Petit lettering pour remercier mon spot préféré !

Les premières semaines, j’ai eu de sérieux cravings de chocolat et café, à en rêver la nuit ! Surtout le café, alors que ce n’est pas quelque chose d’indispensable normalement. Deux ou trois fois par semaine, après le repas, je me fendais de ma demi-heure de marche sous le soleil zénithal pour me rendre au restaurant Ibiza à Pedernales, et siroter le précieux café con leche. Le pied ! En plus, z’ont du wifi ! J’y ai passé beaucoup de temps. Personnes un peu froides au premier abord, mais à force d’habitude et de sourire, j’étais la bienvenue, même si j’y passais trois heures et ne prenait qu’un café. J’étais chez moi. Il est très important pour moi d’avoir un lieu où me poser pour travailler, avec un café. Saint Martin, Old San Juan, Santo Domingo, Pedernales. J’ai à chaque fois trouvé mon endroit. Je n’ai pas encore trouvé le mien à CDMX, même si le Starbucks Alameda remplit son rôle. Cependant, un petit coin de verdure ou une terrasse ombragée serait grandement appréciable. Dans quelques jours je m’installe à Coyoacán, je me mettrais en quête du spot idéal !

Le reste de la journée se déroulait tranquillement. Lire, écrire, respirer, se promener, observer. Être dans le moment présent. 

20 heures, tout le monde au lit. C’est que demain, 5h40, on recommence ! Comme à chaque fois, s’habituer aux bruits de la nuit. Chaque endroit a sa propre signature auditive nocturne. Là c’était les chiens, les ânes, et les chants de cérémonies vaudous. Et le merveilleux ciel étoilé, et l’odeur des neems en fleur. Et le soleil qui se lève sur la colline aux cactus. 

Le lendemain on recommence. 5h40, chant d’Auré à l’aurore.

Je me rends compte en me relisant combien ce séjour était challengeant pour moi. De vraies difficultés physiques et émotionnelles. Et des bébés tarentules qui te grimpent dessus.
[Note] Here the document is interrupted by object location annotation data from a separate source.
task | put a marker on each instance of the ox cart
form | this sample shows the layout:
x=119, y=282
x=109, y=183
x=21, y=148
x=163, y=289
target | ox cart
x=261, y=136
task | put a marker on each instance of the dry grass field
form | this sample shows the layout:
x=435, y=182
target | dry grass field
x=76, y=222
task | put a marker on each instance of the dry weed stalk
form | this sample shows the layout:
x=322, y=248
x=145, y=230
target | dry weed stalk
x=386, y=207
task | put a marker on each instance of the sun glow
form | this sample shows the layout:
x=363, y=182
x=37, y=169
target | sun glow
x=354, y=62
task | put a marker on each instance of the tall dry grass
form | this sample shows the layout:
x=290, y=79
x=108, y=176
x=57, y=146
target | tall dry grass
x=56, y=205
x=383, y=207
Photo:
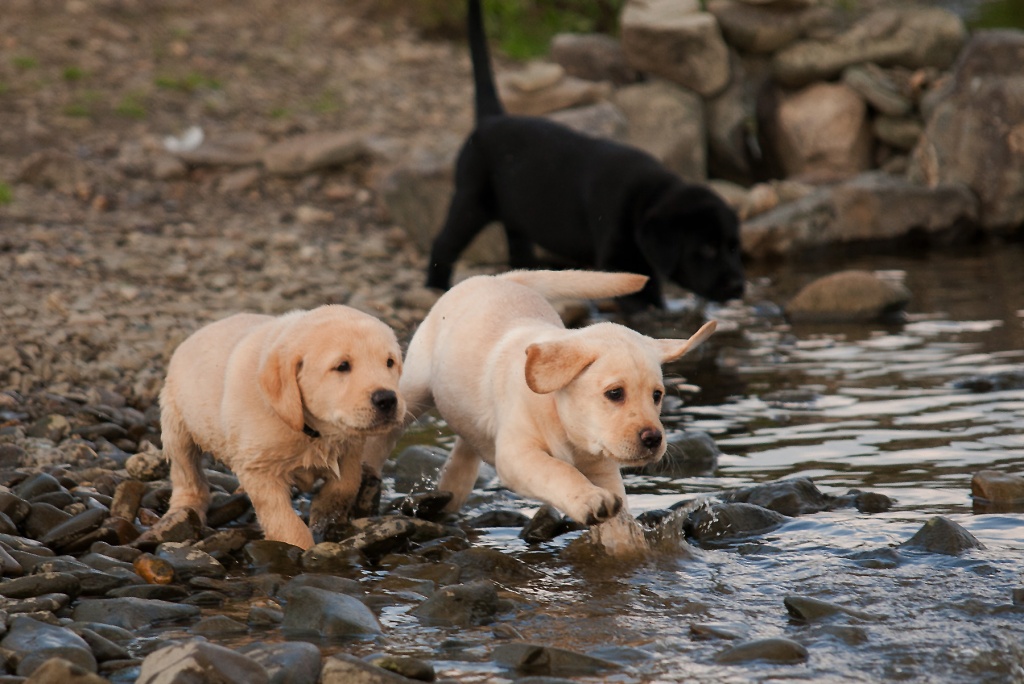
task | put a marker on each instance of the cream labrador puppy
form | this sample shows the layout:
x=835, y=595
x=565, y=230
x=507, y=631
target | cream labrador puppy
x=281, y=400
x=557, y=412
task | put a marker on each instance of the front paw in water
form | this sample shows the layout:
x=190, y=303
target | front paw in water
x=594, y=507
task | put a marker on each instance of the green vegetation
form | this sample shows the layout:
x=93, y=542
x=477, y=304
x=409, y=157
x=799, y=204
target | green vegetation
x=188, y=83
x=521, y=29
x=998, y=14
x=132, y=105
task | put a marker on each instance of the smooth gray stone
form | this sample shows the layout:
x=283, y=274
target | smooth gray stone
x=327, y=613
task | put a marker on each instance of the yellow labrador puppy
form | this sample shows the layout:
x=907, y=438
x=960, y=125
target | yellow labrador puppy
x=281, y=400
x=556, y=411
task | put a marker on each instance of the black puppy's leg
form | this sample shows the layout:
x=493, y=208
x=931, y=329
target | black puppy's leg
x=468, y=214
x=520, y=250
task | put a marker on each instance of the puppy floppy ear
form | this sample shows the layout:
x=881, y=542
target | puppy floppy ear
x=673, y=349
x=552, y=366
x=279, y=378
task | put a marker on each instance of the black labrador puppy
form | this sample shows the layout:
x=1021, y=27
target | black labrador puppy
x=589, y=201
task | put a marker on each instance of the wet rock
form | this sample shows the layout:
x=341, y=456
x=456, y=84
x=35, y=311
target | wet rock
x=62, y=671
x=303, y=154
x=329, y=583
x=344, y=669
x=411, y=668
x=791, y=497
x=912, y=37
x=979, y=115
x=179, y=525
x=219, y=626
x=878, y=559
x=729, y=631
x=36, y=642
x=43, y=583
x=677, y=41
x=811, y=609
x=719, y=521
x=689, y=453
x=188, y=561
x=997, y=487
x=771, y=650
x=131, y=613
x=102, y=648
x=592, y=57
x=940, y=535
x=484, y=563
x=546, y=524
x=499, y=518
x=424, y=505
x=993, y=382
x=869, y=502
x=667, y=122
x=271, y=556
x=468, y=604
x=822, y=133
x=848, y=296
x=538, y=659
x=326, y=613
x=200, y=660
x=287, y=663
x=155, y=570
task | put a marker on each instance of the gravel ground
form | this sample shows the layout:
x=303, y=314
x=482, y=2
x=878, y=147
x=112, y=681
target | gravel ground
x=113, y=252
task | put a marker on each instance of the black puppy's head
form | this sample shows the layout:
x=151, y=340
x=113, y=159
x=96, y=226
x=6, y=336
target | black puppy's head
x=691, y=237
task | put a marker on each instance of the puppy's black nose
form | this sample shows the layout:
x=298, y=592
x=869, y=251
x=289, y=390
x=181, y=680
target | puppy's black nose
x=385, y=400
x=650, y=437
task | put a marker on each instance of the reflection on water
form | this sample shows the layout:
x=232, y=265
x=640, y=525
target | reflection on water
x=858, y=407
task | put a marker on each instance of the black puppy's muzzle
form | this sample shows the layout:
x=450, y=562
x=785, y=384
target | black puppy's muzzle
x=385, y=401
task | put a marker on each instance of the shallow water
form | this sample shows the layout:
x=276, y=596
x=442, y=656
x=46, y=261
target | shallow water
x=850, y=407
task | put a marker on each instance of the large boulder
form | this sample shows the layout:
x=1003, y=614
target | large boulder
x=975, y=131
x=677, y=41
x=849, y=296
x=911, y=37
x=668, y=122
x=822, y=133
x=871, y=207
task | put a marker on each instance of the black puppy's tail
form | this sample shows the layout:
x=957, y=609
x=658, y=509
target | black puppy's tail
x=485, y=93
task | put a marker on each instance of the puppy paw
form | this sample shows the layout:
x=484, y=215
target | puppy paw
x=595, y=506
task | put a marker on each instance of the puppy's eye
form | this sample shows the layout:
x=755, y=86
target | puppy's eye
x=616, y=394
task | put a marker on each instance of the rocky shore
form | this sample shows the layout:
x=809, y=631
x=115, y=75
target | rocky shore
x=325, y=138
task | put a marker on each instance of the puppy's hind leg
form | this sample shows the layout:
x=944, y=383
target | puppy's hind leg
x=459, y=474
x=189, y=487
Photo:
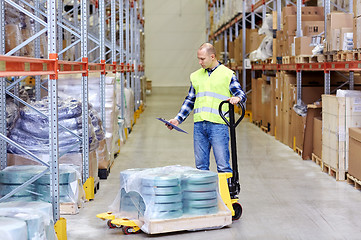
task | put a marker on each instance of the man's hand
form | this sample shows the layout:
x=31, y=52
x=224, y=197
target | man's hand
x=234, y=100
x=174, y=122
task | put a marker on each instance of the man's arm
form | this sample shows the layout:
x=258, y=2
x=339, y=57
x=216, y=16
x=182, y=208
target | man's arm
x=237, y=92
x=186, y=108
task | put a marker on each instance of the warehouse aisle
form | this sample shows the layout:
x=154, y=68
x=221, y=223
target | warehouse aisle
x=283, y=197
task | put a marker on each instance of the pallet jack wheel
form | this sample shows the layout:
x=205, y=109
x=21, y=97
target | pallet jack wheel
x=129, y=230
x=237, y=211
x=110, y=224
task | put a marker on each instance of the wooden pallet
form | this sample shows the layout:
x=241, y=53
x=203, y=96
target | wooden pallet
x=353, y=181
x=267, y=61
x=356, y=55
x=339, y=175
x=210, y=221
x=264, y=129
x=345, y=56
x=316, y=159
x=306, y=59
x=298, y=151
x=257, y=123
x=321, y=58
x=69, y=208
x=331, y=56
x=96, y=186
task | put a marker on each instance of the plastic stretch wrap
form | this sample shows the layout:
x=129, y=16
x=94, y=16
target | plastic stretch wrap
x=13, y=229
x=13, y=176
x=31, y=129
x=12, y=115
x=172, y=192
x=129, y=107
x=43, y=220
x=71, y=86
x=264, y=51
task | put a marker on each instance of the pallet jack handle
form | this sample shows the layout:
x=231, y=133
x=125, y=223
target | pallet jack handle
x=234, y=187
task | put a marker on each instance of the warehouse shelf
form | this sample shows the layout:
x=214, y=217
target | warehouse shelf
x=50, y=17
x=226, y=30
x=323, y=66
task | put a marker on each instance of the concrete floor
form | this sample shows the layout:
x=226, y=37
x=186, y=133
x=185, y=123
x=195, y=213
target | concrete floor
x=283, y=197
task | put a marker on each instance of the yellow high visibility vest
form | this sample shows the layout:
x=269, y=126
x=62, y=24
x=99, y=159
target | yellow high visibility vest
x=210, y=92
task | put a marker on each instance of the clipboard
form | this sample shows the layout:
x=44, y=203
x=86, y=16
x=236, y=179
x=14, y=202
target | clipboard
x=173, y=126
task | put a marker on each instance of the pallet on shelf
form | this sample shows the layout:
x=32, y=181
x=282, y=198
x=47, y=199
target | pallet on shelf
x=321, y=58
x=298, y=151
x=344, y=56
x=331, y=56
x=69, y=208
x=306, y=59
x=353, y=181
x=288, y=59
x=317, y=160
x=339, y=175
x=264, y=129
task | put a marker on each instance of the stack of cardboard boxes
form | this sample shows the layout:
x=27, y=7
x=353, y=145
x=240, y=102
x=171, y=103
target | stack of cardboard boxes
x=357, y=23
x=312, y=24
x=339, y=34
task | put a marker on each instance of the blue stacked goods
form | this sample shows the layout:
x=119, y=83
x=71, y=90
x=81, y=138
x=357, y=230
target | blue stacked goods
x=29, y=220
x=13, y=176
x=169, y=192
x=165, y=193
x=200, y=192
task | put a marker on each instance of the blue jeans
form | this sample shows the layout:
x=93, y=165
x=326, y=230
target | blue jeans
x=207, y=135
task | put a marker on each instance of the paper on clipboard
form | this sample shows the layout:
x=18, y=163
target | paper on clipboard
x=173, y=126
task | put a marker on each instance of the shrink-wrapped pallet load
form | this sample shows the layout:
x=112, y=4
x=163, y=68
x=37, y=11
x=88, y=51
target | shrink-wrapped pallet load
x=27, y=220
x=172, y=198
Pourtant je ressens une vraie sérénité en repensant à ce lieu. Une énorme gratitude. Beaucoup de fierté d’avoir fait partie de ces gens. Et un gros vide dans ma vie.

Dormir dans mon hamac me manque.

Vous me manquez tous. Merci. Je vous aime. (Pas pleurer, pas pleurer…) (Marine et Lili, je ne vous oublie pas <3)

Et toi, tu as un endroit dans le monde où tu sais que tu pourras t’y reposer, t’y ressourcer, y être accueilli.e avec amour et bienveillance, te sentir chez toi ?

2 comments

  1. C’est le premier article que je lis de toi, une belle manière symbolique pour moi de sauter le pas! Merci pour tes mots Virginie, merci pour les souvenirs, je me sens proche de toi de l’autre côté du monde, on partage cette bulle nostalgique!
    aaah.. je t’envoie des mimis de baveuse française, à bientôt dans le monde!